1Prince of Wales Hospital, The Chinese University of Hong Kong, Hong Kong. Electronic address: email@example.com.
2Queen Mary Hospital, University of Hong Kong, Hong Kong.
3Alice Ho Miu Ling Nethersole Hospital, Hong Kong.
4Chan, Sing Private Practice, Flushing, NY.
5Texas Liver Institute, San Antonio, TX.
6National Cheng Kung University Hospital, Tainan, Taiwan.
7Hôpital Claude Huriez, Lille, France.
8Gilead Sciences, Inc., Foster City, CA.
9Heritage Medical Research Clinic, University of Calgary, Calgary, Canada.
10Auckland General Hospital, University of Auckland, Auckland, New Zealand.
& aims: Little is known about the benefit of antiviral therapy for hepatitis B e antigen (HBeAg)-positive patients with high viral load and normal levels of alanine aminotransferase (ALT). We evaluated the effects of single and combination therapies in immune-tolerant patients with chronic hepatitis B.
In a double-blind study, nucleos(t)ide-naïve patients with high levels of hepatitis B virus (HBV) DNA who were positive for HBeAg and had normal levels of ALT were randomly assigned to groups given either oral tenofovir disoproxil fumarate (TDF, 300 mg) and placebo (n=64) or a combination of TDF (300 mg) and emtricitabine (200 mg, n=62) for 192 weeks. The primary endpoint was proportion of patients with serum levels of HBV DNA <69 IU/mL at week 192.

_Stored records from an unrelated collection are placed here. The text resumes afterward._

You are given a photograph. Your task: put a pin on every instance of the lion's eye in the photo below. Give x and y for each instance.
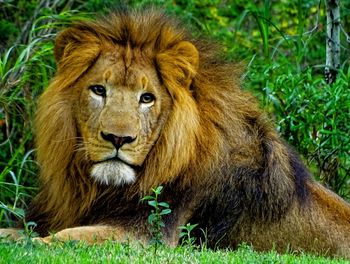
(147, 98)
(98, 89)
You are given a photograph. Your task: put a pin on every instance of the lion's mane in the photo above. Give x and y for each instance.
(217, 150)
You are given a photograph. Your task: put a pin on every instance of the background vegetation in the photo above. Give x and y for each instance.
(282, 44)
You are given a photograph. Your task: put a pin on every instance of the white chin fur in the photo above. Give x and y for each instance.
(113, 173)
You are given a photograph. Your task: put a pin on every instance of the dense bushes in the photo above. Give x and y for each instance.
(283, 52)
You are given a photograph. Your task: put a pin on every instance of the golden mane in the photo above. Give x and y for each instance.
(221, 163)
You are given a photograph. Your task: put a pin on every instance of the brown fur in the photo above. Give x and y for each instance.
(221, 163)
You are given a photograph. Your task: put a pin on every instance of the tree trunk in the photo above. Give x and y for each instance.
(333, 40)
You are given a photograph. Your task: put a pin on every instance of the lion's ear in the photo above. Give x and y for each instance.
(72, 41)
(178, 65)
(65, 41)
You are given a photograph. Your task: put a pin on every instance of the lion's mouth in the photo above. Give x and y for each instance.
(114, 171)
(117, 159)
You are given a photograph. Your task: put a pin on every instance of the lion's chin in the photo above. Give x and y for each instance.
(113, 173)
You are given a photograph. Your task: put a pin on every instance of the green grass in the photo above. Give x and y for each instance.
(111, 252)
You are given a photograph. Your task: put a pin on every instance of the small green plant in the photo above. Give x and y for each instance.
(186, 234)
(155, 217)
(28, 232)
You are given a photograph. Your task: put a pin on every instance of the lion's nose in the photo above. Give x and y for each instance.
(117, 141)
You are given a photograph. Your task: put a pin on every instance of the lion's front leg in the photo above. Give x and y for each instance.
(10, 233)
(92, 234)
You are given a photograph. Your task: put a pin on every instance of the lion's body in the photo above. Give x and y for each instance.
(204, 139)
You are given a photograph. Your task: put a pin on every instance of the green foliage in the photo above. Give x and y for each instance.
(185, 234)
(155, 217)
(278, 41)
(112, 252)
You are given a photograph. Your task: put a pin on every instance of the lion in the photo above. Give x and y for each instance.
(136, 103)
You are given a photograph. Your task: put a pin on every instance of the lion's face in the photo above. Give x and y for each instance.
(120, 108)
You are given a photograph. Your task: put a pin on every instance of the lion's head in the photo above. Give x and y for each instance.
(121, 107)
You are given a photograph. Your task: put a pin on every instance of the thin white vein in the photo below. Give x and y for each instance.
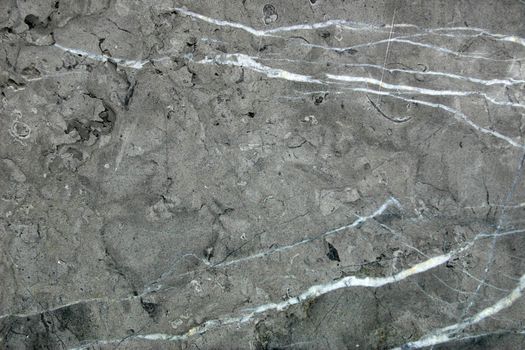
(135, 64)
(347, 24)
(391, 201)
(455, 113)
(269, 32)
(486, 82)
(311, 293)
(447, 334)
(245, 61)
(421, 91)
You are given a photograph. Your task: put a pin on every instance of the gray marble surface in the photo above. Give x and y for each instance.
(262, 174)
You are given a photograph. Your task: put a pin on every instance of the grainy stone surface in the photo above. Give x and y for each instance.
(262, 174)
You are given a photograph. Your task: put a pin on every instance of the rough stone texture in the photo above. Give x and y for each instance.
(262, 174)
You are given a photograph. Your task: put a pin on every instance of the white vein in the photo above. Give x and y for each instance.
(447, 334)
(391, 201)
(245, 61)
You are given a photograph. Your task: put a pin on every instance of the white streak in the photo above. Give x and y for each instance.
(269, 32)
(447, 334)
(245, 61)
(356, 223)
(457, 115)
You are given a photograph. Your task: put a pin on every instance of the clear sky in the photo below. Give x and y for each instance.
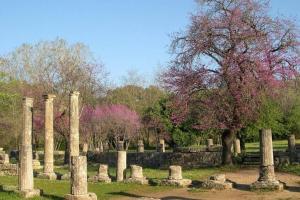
(123, 34)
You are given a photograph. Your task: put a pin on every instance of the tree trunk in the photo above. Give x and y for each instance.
(227, 141)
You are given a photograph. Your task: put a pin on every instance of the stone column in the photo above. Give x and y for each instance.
(137, 175)
(175, 172)
(49, 139)
(74, 124)
(85, 148)
(209, 142)
(161, 145)
(120, 146)
(26, 185)
(140, 146)
(121, 165)
(79, 189)
(267, 179)
(237, 146)
(292, 148)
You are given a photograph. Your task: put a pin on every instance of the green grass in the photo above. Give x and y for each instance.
(57, 189)
(278, 145)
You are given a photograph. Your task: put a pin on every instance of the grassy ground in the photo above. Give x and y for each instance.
(57, 189)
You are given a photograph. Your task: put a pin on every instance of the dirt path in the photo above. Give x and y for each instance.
(243, 178)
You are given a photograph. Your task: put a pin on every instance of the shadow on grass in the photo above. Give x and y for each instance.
(292, 188)
(49, 196)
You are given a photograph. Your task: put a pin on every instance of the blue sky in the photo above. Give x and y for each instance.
(123, 34)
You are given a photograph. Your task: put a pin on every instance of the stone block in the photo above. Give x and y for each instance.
(88, 196)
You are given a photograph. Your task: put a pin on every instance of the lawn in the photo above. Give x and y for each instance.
(57, 189)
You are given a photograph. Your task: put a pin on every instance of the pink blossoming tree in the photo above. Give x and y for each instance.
(230, 55)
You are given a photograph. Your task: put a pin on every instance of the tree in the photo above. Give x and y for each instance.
(231, 54)
(55, 67)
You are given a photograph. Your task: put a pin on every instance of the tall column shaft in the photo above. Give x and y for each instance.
(79, 175)
(49, 140)
(25, 162)
(121, 165)
(74, 124)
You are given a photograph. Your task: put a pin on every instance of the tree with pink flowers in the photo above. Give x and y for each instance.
(231, 54)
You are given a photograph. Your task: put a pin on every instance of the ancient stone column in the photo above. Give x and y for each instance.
(85, 148)
(140, 146)
(49, 139)
(237, 146)
(209, 142)
(175, 172)
(79, 190)
(292, 148)
(137, 175)
(26, 185)
(161, 145)
(292, 143)
(120, 145)
(121, 165)
(74, 124)
(267, 179)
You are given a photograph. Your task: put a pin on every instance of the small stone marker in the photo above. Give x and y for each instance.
(175, 177)
(140, 146)
(217, 182)
(137, 175)
(79, 189)
(267, 179)
(121, 165)
(102, 175)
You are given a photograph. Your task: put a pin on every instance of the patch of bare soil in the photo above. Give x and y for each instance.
(243, 178)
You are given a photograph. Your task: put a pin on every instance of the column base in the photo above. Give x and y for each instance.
(49, 176)
(176, 182)
(29, 193)
(267, 185)
(88, 196)
(142, 181)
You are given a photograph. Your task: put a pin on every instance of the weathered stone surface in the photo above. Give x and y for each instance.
(8, 169)
(161, 146)
(140, 146)
(102, 175)
(79, 180)
(85, 148)
(137, 175)
(26, 185)
(267, 179)
(49, 140)
(74, 124)
(217, 182)
(175, 172)
(237, 146)
(209, 143)
(89, 196)
(161, 160)
(175, 177)
(121, 165)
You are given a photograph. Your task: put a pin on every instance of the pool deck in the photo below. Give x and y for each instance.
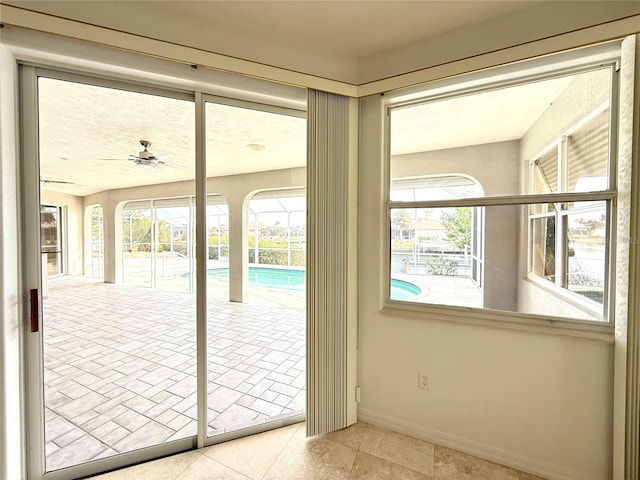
(120, 371)
(443, 290)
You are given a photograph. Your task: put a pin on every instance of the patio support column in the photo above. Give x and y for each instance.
(112, 232)
(238, 246)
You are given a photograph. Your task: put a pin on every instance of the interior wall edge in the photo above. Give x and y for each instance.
(190, 55)
(476, 449)
(169, 51)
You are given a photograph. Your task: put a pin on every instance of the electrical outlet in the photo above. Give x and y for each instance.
(424, 380)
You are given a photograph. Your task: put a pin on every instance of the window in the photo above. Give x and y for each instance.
(502, 198)
(568, 242)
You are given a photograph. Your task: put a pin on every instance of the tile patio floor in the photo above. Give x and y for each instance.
(120, 372)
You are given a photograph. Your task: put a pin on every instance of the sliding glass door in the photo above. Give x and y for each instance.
(118, 367)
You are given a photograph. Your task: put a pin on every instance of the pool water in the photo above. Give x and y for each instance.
(294, 280)
(401, 290)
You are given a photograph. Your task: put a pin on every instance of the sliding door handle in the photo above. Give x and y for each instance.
(35, 314)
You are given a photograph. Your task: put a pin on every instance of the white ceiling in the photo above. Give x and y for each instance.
(358, 29)
(338, 40)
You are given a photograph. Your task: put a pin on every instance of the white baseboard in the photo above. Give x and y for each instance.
(470, 447)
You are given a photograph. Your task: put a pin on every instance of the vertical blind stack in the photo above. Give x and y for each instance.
(327, 190)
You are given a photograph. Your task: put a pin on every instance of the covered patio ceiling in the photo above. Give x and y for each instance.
(88, 134)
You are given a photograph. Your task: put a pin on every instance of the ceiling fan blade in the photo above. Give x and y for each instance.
(171, 165)
(57, 182)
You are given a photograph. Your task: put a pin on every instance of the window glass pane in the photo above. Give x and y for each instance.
(441, 187)
(588, 156)
(586, 252)
(470, 257)
(543, 247)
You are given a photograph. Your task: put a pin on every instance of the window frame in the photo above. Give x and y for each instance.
(558, 287)
(568, 63)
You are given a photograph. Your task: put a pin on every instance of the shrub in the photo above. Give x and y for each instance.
(442, 266)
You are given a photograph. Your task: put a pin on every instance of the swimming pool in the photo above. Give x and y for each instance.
(294, 280)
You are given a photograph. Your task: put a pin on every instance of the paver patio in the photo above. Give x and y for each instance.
(120, 367)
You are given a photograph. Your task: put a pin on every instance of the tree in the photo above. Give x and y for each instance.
(458, 226)
(401, 220)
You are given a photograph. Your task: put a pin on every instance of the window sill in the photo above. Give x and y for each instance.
(499, 319)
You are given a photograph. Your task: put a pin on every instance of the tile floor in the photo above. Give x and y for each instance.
(120, 373)
(362, 451)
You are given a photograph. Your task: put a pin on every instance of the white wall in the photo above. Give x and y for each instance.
(11, 434)
(540, 402)
(74, 234)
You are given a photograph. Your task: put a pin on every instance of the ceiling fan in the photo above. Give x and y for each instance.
(147, 159)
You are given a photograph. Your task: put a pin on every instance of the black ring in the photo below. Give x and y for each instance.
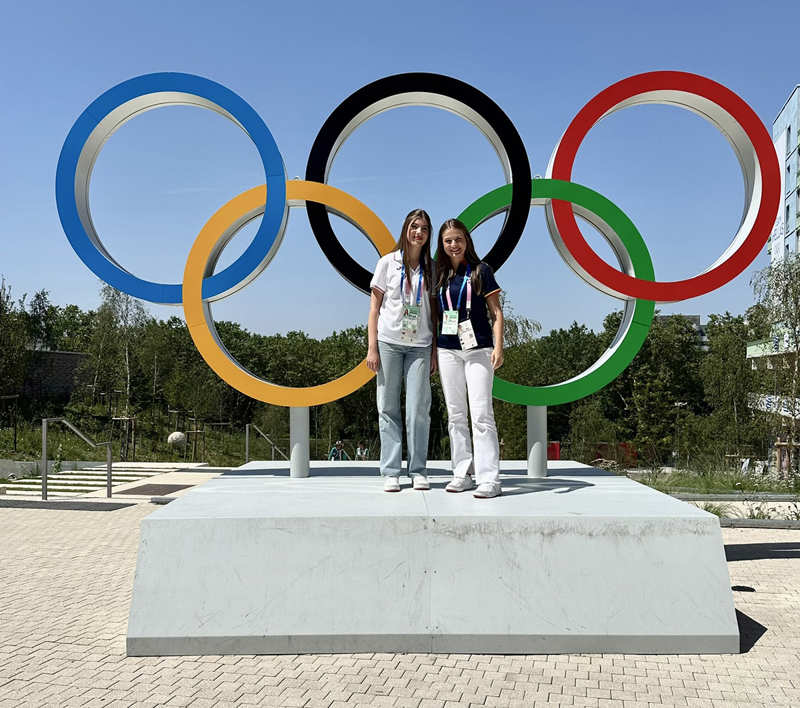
(328, 139)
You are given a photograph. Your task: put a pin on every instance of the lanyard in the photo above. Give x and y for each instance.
(466, 282)
(403, 284)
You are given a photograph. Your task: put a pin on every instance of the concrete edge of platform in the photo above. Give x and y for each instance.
(433, 644)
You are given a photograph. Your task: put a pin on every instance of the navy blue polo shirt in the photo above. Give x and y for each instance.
(479, 315)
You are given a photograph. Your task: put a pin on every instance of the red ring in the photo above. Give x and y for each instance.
(668, 291)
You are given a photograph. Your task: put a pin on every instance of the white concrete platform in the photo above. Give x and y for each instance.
(255, 562)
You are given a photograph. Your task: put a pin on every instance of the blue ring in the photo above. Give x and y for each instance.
(275, 173)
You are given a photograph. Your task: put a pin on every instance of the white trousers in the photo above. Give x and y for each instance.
(469, 374)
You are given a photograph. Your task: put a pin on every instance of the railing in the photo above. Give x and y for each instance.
(83, 437)
(266, 437)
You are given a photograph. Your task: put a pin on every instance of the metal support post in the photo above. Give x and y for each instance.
(537, 441)
(108, 470)
(298, 442)
(44, 458)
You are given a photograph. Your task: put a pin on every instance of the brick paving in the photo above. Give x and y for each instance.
(65, 586)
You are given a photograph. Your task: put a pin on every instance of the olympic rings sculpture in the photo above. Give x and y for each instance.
(634, 282)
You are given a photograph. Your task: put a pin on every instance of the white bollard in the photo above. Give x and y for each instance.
(298, 442)
(537, 441)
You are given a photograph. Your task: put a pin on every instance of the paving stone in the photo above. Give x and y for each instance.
(64, 646)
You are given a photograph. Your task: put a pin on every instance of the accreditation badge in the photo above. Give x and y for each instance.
(450, 322)
(410, 323)
(466, 335)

The study population (mean age, 33 y; 89% Asian) was predominantly infected with HBV genotypes B and C (93%), 99% HBeAg positive, with a mean baseline level of HBV DNA of 8.41 log10 IU/mL. At week 192, 55% of patients (35/64) in the TDF+placebo group and 76% of patients (47/62) in the TDF+emtricitabine group had levels of HBV DNA <69 IU/mL (P=.016). No patients were found to have viral resistance to therapy. HBeAg seroconversion occurred in 3 patients (5%), all in the TDF+placebo group; no patient had loss of hepatitis B surface antigen. In multivariate analysis, female sex (odds ratio, 7.05; P=.002) and TDF+emtricitabine treatment (odds ratio, 3.9; P=.01) were associated with a favorable response. Both regimens were well tolerated.
In HBeAg-positive patients with chronic HBV infection, high viral loads, normal levels of ALT, and therapy with the combination of TDF and emtricitabine provided better viral suppression than TDF alone, although rates of HBeAg seroconversion and HBsAg loss were low.